As part of the compensation strategy adopted by the School Board and Board of Supervisors in March 2004, the school system aims to offer teacher salaries in the top quartile of its adopted competitive market, which includes neighboring school divisions and other school divisions in Virginia of similar size.

Another work session group looked at retirement and retention strategies.

According to board member Barbara Massie Mouly, older teachers seem generally content with the school division’s current retirement system, which includes three components — the Virginia Retirement System, the Voluntary Early Retirement Incentive Program and the county retirement bonus.

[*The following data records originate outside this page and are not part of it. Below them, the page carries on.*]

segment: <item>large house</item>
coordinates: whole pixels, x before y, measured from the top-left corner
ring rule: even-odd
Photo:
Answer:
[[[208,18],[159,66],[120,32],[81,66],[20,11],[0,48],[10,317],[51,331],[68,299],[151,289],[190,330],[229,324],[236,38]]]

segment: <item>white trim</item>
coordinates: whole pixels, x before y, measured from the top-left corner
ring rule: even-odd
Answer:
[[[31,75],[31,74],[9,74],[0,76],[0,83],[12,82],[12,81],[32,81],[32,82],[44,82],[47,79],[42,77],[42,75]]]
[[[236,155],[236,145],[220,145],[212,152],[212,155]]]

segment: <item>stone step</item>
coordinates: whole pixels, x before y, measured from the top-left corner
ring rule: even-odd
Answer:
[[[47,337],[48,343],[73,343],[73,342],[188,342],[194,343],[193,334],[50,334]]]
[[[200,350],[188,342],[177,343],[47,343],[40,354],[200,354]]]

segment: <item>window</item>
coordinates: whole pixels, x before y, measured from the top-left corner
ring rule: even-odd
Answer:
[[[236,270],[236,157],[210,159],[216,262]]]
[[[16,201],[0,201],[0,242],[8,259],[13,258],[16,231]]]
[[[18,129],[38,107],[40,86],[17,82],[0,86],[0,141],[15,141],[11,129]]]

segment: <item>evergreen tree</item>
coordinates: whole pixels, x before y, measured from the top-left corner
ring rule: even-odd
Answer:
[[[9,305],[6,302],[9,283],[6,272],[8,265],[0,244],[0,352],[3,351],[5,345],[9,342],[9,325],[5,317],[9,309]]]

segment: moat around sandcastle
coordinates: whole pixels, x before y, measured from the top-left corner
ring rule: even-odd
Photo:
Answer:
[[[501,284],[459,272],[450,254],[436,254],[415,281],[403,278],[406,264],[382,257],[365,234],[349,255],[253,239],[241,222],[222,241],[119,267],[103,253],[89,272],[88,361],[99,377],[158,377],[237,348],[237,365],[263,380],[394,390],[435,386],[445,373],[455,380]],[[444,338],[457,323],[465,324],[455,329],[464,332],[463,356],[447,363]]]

Many young teachers, however, have little interest in the retirement system, Mouly said, because they do not plan to spend their entire working lives in the teaching profession because of financial, lifestyle and stress reasons.

Reader Reactions

Posted by ( FirstAmendment ) on May 23, 2008 at 7:35 am

Surely there is a school system which is already “world-class” for us to mimic their method of fairly compensating good teachers and not rewarding the not so good.  Oh that’s right it wouldn’t be fair to not reward those teachers who are not-so-good.  Perhaps we can make those not-so-good teachers coordinators or some type of administrator!
I think Mouly meant to say young people are not interested in retiremnet because they are young—which is expected. Why the negative spin for being young???